Alexandre Pereira da Rocha
O cenário político brasileiro está envolto noutro escândalo de corrupção. Mal saímos da ressaca do “Mensalão”, implode o caso de desvios bilionários na Petrobras, a maior estatal do país e umas das maiores multinacionais do mundo. Diferente de outros, o caso da Petrobras – já apelidado de “Petrolão” – é problemático porque atinge o cerne dos financiamentos de campanhas eleitorais e das relações de empreiteiras com o setor público.
A despeito do Petrolão, no Brasil há tempos corrupção e política são entendidas como variáveis interdependentes. Neste sentido, parece pouco provável fazer política sem se corromper, portanto, os políticos tendem a ser corruptos. Se formos analisar pelos inúmeros episódios de corrupção na política, essa lógica está certa. Contudo, o correto é compreender que a corrupção é a perversão da política.
Ainda assim, na classe política brasileira há uma tendência em relativizar a corrupção. Logo, por exemplo: condicionar verbas parlamentares a apoio político, estipular propinas para empresas terem negócios com o Estado, desviar recursos públicos para fins privados, muitas vezes é considerado algo natural da política. Por outro lado, tais eventos de corrupção não ocorreriam sem a leniência e, às vezes conivência, do Judiciário e dos órgãos de fiscalização e controle, além da alienação da sociedade civil.
Com efeito, o Petrolão é a expressão mais crua da perversão da política brasileira. Por décadas, políticos e empreiteiros mantém relações obscuras com a Petrobras, nas quais se destacam: loteamento das diretorias entre amigos partidários e licitações com cartas marcadas. Tudo isso era natural até a Polícia Federal descobrir que havia uma rede de doleiros lavando dinheiro desviado dos cofres da Petrobras. Tais doleiros circulavam livremente pelo Planalto e Congresso, tinham amizades com políticos e empresários, afinal, mais do que ninguém, eles tinham condições de alvejar o dinheiro sujo.
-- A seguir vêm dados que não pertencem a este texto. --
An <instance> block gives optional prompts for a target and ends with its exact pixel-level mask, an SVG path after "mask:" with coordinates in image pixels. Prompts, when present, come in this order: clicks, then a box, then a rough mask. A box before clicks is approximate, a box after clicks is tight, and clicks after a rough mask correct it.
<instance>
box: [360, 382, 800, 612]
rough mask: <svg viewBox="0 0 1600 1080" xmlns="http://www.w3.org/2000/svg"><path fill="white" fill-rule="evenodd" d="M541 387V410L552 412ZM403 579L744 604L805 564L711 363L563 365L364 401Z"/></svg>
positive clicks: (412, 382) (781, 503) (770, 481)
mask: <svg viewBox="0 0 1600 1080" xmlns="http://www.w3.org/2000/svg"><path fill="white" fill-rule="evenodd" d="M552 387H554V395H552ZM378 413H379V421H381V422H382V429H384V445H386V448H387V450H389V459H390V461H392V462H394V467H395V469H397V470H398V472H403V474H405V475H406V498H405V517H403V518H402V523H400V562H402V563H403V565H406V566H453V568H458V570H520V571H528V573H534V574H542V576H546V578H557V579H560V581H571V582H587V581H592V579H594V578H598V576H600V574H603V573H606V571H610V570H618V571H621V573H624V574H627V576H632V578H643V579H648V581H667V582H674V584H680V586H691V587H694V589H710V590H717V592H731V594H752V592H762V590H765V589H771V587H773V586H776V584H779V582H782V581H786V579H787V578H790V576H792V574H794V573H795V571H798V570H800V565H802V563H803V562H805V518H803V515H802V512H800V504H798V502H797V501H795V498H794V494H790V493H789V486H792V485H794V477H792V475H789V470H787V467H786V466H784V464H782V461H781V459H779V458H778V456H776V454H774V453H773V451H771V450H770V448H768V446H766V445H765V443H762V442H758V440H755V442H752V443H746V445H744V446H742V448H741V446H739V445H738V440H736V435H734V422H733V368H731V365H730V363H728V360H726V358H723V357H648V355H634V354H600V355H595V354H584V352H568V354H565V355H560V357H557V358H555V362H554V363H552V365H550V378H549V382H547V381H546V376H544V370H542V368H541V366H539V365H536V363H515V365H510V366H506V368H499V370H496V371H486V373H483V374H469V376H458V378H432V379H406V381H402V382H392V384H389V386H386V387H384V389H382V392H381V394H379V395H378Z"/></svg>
Graças ao instituto da delação premiada, esse esquema está sendo desmascarado e denunciado. Ora, os principais envolvidos resolveram delatar em troca da redução da pena. Eles já disseram basicamente como o esquema funcionava. Um cartel de empreiteiras combinava preços para garantir contratos bilionários com a Petrobras. Do total desses contratos, uma parcela era destinada à propina de partidos políticos, que por sua vez indicavam os nomes para a diretoria da estatal. Tais diretores tinham a função de validar o esquema. Parte da propina servia para financiar campanhas eleitorais. Segundo estimativas da investigação policial, essa armação teria movimentado mais de R$ 10 bilhões.
O Petrolão se assemelha ao que vem ocorrendo nas regiões centro e sul da Itália, onde as máfias financiam políticos e controlam as administrações públicas. Em 2013, essas máfias teriam desviado cerca de 60 bilhões de euros. Nessa mesma linha, podemos reclassificar o Petrolão como um típico caso de máfia, bem como intitular políticos e suas legendas, doleiros e empreiteiros como mafiosos. Sem eufemismos. Não dá mais para relativizar a corrupção. É triste. O sistema político brasileiro está infestado de arranjos mafiosos, que pervertem o sentido da política. No caso da Itália, a União Europeia cobrou punições, pois defende que a corrupção “difama a credibilidade da classe política, além de ser um obstáculo para a afirmação da autoridade do Estado”.
É isso que já acontece no Brasil: há generalizada desconfiança na classe política e pouco reconhecimento do poder do Estado. Independente das cifras bilionárias que o Petrolão tenha desviado, o pior prejuízo que ele causa é aumentar a descrença do brasileiro num ambiente político honesto. Por consequência, passa-se a ideia equivocada de que todo o poder público é corrupto e ineficiente, logo, a solução seria a privatização. Daí esse escândalo também coloca em xeque o controle do Estado brasileiro sobre o próprio petróleo, uma das fontes energéticas mais cobiçadas do mundo.
Da mesma forma que a política brasileira, a Petrobras tem tido seu sentido desvirtuado pela corrupção. A primeira deveria servir para promoção da justiça e alcance do bem comum da nação; a segunda foi sonhada para proporcionar a independência energética do país. Destarte, além de investigar e punir os envolvidos no Petrolão, o desfecho desse caso pode ser útil para reencontrar o verdadeiro sentido das coisas, o que é fundamental para a legitimidade do regime político e desenvolvimento econômico do Brasil.